What kind of queries are you running? Have these been optimised? Are there any patterns in your queries, e.g. they typically search per user, that can be used to optimise access patterns? Given the amount of data per node storage performance is likely going to be very important. Are you using locally attached SSDs?

Hi Christian, thanks for the response!

I'm running Indices query and the inner two queries are query_string with about 12 and 15 fields for two groups of indices in both inner queries respectively.

They search for keywords that would appear in those fields. The nodes are powered by VMware on SSDs (dedicated cloud servers). Each node has approximately a little more than 3TB of data.
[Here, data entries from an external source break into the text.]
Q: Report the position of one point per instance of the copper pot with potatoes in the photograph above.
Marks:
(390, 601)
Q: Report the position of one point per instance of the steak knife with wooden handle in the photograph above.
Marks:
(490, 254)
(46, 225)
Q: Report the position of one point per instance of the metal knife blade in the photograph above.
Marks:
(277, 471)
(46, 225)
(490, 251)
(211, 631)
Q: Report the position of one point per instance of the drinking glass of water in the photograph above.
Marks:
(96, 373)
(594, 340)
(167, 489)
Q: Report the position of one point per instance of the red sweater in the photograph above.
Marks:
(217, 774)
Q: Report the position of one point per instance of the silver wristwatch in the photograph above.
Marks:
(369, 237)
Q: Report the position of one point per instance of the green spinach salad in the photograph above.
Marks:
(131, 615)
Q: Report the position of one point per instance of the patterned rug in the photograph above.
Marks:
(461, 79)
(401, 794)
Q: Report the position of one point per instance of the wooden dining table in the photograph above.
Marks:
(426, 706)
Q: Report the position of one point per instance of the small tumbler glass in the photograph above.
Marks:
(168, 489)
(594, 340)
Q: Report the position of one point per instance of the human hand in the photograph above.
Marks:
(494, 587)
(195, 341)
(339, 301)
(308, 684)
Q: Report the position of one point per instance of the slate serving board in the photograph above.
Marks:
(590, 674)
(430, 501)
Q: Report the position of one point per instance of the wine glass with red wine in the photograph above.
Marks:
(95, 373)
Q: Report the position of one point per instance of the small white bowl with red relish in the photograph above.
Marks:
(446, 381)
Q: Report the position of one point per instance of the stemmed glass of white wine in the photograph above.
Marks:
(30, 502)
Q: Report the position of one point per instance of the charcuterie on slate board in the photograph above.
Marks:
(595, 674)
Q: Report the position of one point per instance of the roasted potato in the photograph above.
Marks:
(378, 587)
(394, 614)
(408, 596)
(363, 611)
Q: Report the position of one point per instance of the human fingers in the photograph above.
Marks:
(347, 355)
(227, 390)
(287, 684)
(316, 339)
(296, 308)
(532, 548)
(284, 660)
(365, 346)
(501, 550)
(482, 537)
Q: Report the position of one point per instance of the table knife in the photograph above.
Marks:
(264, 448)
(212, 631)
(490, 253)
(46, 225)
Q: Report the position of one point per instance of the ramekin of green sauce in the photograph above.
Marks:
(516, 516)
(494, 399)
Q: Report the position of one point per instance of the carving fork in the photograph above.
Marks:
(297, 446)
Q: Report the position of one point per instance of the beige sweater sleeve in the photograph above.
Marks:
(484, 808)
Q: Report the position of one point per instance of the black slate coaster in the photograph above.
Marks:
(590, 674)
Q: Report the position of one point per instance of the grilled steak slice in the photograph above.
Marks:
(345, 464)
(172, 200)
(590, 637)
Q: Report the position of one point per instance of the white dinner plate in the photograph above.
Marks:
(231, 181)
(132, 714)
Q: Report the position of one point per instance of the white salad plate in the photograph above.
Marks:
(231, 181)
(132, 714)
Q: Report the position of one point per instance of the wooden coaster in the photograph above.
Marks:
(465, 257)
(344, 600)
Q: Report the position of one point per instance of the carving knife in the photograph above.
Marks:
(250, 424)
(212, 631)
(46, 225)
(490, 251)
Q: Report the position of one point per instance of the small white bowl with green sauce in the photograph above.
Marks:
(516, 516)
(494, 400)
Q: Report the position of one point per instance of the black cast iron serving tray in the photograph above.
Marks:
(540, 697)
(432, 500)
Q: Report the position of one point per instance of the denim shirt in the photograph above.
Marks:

I'm not sure if the queries have been optimized by generally it looks like this:

{
  "query": {
    "indices": {
      "indices": [
        "a*"
      ],
      "query": {
        "bool": {
          "filter": [
            {
              "range": {
                "timestamp": {
                  "gte": "1990-01-01T00:00:00"
                }
              }
            },
            {
              "query": {
                "query_string": {
                  "query": "some random query by user",
                  "lenient": true,
                  "analyze_wildcard": false,
                  "fields": [
                    "o",
                    "p",
                    "q",
                    "r",
                    "s",
                    "t",
                    "u",
                    "v",
                    "w"
                  ]
                }
              }
            }
          ]
        }
      },
      "no_match_query": {
        "bool": {
          "filter": [
            {
              "range": {
                "created_at": {
                  "gte": 631152000
                }
              }
            },
            {
              "query": {
                "query_string": {
                  "query": "some random query by user",
                  "lenient": true,
                  "analyze_wildcard": true,
                  "fields": [
                    "a",
                    "b",
                    "c",
                    "d",
                    "e",
                    "f",
                    "g",
                    "h",
                    "i",
                    "j",
                    "k",
                    "l",
                    "m",
                    "n"
                  ],
                  "analyzer": "standard"
                }
              }
            }
          ]
        }
      }
    }
  }
}

There is no pattern in the search. We just have find keywords within the documents' fields.

This topic was automatically closed 28 days after the last reply. New replies are no longer allowed.